Uma das soluções, segundo ele, seria dar uma chance para todo tipo de comércio que movimentasse o calçadão durante o dia e a noite. "É um local de referência na nossa cidade, que após o horário comercial, torna-se abandonado e as pessoas criam uma relação com a violências. Se houvesse comerciantes para movimentar o espaço, com certeza teríamos um bom uso".
A importância não se resume às ruas e grupo volta olhares mais atenciosos à praça do Rádio Clube, um espaço de passagem onde só de cara com o movimento quando há eventos no local. Talvez a relação de moradores com a praça tenha interferência do poder aquisitivo analisa a arquiteta Nathalya Buges. "Essas pessoas não tem o costume de sair dos prédios e ocupar a praça. Talvez esse seja um dos fatores", comenta.
O planejamento também faria toda diferença. "Quando falamos em projetos para espaço público também precisamos falar em conforto, árvores, bancos e estrutura para que as pessoas sintam vontade de ocupar a arquitetura", destaca.
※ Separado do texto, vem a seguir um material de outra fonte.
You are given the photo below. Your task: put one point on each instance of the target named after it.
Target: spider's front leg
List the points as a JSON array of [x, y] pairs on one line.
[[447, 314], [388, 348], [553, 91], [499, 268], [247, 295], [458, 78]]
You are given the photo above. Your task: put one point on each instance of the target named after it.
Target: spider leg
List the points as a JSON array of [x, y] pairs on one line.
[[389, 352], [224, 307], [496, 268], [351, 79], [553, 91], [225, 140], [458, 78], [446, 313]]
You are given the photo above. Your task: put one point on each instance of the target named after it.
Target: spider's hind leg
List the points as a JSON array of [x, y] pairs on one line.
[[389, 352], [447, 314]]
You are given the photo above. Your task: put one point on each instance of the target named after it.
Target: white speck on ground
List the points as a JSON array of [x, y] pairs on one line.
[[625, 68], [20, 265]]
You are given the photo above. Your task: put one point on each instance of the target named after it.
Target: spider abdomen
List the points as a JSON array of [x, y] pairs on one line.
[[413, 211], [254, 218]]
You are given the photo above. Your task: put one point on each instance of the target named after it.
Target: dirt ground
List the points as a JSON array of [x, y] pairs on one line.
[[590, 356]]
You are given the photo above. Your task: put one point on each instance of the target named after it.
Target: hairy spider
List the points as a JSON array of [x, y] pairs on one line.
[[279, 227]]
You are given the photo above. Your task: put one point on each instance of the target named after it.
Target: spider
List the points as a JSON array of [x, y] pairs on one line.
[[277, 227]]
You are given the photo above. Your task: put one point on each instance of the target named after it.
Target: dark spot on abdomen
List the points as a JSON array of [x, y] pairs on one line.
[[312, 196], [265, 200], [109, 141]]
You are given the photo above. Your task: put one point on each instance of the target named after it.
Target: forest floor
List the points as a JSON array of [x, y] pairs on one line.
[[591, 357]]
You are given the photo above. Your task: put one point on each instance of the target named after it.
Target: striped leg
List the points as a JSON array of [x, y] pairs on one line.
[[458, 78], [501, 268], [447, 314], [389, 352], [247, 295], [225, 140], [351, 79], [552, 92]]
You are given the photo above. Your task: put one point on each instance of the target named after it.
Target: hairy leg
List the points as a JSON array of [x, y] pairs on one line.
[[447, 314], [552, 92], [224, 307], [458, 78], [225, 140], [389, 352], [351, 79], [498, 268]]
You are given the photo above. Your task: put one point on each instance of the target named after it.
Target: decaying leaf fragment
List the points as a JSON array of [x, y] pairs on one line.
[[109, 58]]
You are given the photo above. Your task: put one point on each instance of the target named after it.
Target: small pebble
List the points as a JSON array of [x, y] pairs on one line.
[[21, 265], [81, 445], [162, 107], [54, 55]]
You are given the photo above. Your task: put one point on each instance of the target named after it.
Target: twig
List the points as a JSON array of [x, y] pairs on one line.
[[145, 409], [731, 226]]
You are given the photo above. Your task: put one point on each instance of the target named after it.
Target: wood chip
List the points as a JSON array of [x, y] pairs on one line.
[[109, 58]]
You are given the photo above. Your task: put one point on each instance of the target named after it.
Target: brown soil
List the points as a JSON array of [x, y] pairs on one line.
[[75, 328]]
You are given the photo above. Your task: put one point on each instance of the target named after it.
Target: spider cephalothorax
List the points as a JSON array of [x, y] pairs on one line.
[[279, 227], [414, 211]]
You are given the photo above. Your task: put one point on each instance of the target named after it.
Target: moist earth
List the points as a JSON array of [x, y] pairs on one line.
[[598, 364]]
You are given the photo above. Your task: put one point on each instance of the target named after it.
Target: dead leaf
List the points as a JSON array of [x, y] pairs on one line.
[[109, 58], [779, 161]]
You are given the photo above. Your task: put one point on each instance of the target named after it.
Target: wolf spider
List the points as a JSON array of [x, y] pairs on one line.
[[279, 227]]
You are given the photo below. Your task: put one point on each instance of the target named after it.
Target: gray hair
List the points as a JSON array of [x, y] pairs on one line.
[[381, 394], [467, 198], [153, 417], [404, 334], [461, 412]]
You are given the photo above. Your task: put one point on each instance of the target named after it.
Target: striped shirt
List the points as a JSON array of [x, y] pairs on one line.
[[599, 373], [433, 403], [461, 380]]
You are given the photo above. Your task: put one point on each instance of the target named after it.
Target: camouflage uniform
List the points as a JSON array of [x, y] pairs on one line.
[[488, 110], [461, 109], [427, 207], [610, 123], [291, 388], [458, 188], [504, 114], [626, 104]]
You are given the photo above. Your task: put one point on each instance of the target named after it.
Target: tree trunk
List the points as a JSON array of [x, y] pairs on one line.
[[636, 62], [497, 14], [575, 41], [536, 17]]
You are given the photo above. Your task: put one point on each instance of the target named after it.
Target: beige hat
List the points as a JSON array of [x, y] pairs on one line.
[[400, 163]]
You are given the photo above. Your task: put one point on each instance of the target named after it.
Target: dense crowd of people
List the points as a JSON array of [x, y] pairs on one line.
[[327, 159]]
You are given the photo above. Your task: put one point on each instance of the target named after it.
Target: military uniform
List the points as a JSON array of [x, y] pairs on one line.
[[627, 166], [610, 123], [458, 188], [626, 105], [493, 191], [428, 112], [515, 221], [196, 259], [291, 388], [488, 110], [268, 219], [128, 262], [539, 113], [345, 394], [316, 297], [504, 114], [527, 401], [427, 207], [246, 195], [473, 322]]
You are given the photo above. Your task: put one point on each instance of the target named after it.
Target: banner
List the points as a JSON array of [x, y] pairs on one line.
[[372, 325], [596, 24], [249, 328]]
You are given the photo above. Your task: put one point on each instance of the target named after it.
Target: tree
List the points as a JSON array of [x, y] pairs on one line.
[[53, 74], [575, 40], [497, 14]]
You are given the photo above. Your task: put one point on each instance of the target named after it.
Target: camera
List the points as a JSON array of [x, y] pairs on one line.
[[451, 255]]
Na conclusão dos professores, a caminhada, mesmo que não apresente soluções imediatas, promove à reflexão quanto a importância de que todo projeto deve ser elaborado para atender pessoas. "Isso é muito importante para que os projetos urbanistas tenham total vínculo com a realidade da população. Não adianta fazer um projeto mirabolante, revitalizar e reformar, se aquilo não tem uso. Com o tempo o urbano será degradado", conclui Fernando.